Medicare is allowing some beneficiaries to receive care at Department of Veterans Affairs healthcare facilities yet is keeping the money, VA officials said last week.
Consequently, the VA is backing a demonstration project under which Medicare would start paying VA facilities for treating Medicare-eligible vets (See story below).
Although VA officials didn't say the shifting of costs by the Medicare program to the VA was intentional, they raised concerns that the federal government is paying twice for care.
"We've been concerned that there's been some cost-shifting from Medicare+ Choice plans to VA," Kenneth Kizer, M.D., VA Health Undersecretary, told a Senate Finance Committee hearing last week. "We are not able to get reimbursement for that."

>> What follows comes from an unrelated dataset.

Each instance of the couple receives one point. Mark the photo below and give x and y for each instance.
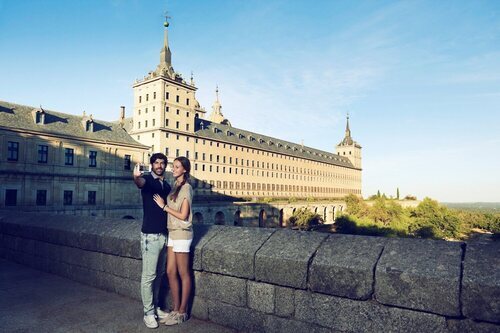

Susan Pisano, a spokeswoman for the American Association of Health Plans, acknowledged that Medicare+Choice enrollees may be receiving Medicare-covered services at VA facilities, but said the answer to the problem may lie in better beneficiary education.
"To the extent that this is an issue, we think the solution is to work with beneficiaries so they know what their benefits are," Pisano said.
The VA bases its argument on a joint study between its outcomes group at the VA hospital in White River Junction, Vt., and the Dartmouth University Center for Evaluative Clinical Sciences.
Between 1992 and 1996, the study found that the percentage of veterans enrolled in Medicare managed-care plans rose to 10.2% from 3.5%, paralleling trends in the nonveteran community, said Gregg Pane, M.D., VA's chief of policy and planning.
In 1996, the total VA cost for patients also enrolled in a Medicare HMO was $3,100, or about $146 million in a system that had a $16.6 billion budget. That per-patient figure was 45% less than the VA's overall per-patient cost of $5,547, but Pane said those are costs the VA should not have incurred because Medicare had already paid to cover those patients in a managed-care plan.
He said the study didn't attempt to identify the reasons why veterans sought care at the VA for treatment that was covered by their Medicare managed-care plans.